Buna karşılık, maddenin ikinci fıkrasında zorla çalıştırma sayılmayacak haller sınırlayıcı bir şekilde sıralanmaktadır.

III. Kişi Hürriyeti Ve Güvenliği

Madde 19– Herkes, kişi hürriyeti ve güvenliğine sahiptir. Şekil ve şartları kanunda gösterilen:

Mahkemelerce verilmiş hürriyeti kısıtlayıcı cezaların ve güvenlik tedbirlerinin yerine getirilmesi; bir mahkeme kararının veya kanunda öngörülen bir yükümlülüğün gereği olarak ilgilinin yakalanması veya tutuklanması; bir küçüğün gözetim altında ıslahı veya yetkili merci önüne çıkarılması için verilen bir kararın yerine getirilmesi; toplum için tehlike teşkil eden bir akıl hastası, uyuşturucu madde veya alkol tutkunu, bir serseri veya hastalık yayabilecek bir kişinin bir müessesede tedavi, eğitim veya ıslahı için kanunda belirtilen esaslara uygun olarak alınan tedbirin yerine getirilmesi; usulüne aykırı şekilde ülkeye girmek isteyen veya giren, ya da hakkında sınır dışı etme yahut geri verme kararı verilen bir kişinin yakalanması veya tutuklanması; halleri dışında kimse hürriyetinden yoksun bırakılamaz.
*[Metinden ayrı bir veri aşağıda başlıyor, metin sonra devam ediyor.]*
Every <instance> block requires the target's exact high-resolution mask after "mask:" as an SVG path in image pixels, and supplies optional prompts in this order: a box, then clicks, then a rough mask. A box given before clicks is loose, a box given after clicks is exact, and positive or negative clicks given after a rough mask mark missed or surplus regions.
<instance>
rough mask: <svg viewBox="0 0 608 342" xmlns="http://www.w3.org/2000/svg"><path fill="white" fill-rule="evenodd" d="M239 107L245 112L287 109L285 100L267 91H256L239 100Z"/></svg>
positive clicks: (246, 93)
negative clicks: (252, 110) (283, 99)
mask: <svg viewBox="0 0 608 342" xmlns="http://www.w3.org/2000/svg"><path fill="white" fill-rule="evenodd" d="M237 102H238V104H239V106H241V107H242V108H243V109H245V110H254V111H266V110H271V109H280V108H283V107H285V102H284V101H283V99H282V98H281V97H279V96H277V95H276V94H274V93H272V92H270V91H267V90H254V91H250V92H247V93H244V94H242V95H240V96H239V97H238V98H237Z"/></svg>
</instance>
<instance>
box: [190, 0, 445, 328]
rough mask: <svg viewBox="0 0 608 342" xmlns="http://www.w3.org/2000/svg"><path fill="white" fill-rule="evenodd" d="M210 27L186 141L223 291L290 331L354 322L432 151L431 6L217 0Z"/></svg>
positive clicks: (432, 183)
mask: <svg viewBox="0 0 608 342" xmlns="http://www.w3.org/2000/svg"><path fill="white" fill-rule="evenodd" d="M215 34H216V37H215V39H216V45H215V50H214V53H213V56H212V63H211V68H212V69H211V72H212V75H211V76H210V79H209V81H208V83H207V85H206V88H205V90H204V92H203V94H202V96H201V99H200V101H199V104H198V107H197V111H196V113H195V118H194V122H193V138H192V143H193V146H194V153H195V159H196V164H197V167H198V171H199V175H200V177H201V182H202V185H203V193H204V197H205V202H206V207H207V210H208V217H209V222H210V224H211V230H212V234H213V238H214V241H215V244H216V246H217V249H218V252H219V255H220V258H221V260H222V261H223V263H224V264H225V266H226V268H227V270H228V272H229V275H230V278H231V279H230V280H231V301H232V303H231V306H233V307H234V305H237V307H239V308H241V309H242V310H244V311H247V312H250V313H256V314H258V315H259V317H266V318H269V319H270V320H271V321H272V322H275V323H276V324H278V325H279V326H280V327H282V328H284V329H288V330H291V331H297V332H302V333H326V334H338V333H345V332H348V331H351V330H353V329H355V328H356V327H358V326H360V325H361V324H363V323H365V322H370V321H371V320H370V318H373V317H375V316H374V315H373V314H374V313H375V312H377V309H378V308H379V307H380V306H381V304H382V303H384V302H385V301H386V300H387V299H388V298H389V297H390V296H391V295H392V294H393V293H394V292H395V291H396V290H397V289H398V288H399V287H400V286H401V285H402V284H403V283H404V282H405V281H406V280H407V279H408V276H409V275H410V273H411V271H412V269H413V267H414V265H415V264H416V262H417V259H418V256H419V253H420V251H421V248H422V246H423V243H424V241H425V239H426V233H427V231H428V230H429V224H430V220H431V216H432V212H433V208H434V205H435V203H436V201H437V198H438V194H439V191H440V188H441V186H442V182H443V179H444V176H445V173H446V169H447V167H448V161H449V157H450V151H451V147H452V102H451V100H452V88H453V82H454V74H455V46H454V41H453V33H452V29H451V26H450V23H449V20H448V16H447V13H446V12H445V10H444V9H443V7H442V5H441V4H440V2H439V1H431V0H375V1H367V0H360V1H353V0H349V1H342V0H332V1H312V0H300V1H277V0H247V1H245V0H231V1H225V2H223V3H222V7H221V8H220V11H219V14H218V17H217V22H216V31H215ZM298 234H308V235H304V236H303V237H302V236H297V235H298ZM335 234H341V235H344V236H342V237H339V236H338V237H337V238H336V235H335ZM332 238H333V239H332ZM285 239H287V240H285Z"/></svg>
Suçluluğu hakkında kuvvetli belirti bulunan kişiler, ancak kaçmalarını, delillerin yok edilmesini veya değiştirilmesini önlemek maksadıyla veya bunlar gibi tutuklamayı zorunlu kılan ve kanunda gösterilen diğer hallerde hâkim kararıyla tutuklanabilir. Hâkim kararı olmadan yakalama, ancak suçüstü halinde veya gecikmesinde sakınca bulunan hallerde yapılabilir; bunun şartlarını kanun gösterir.

Yakalanan veya tutuklanan kişilere, yakalama veya tutuklama sebepleri ve haklarındaki iddialar herhalde yazılı ve bunun hemen mümkün olmaması halinde sözlü olarak derhal, toplu suçlarda en geç hâkim huzuruna çıkarılıncaya kadar bildirilir.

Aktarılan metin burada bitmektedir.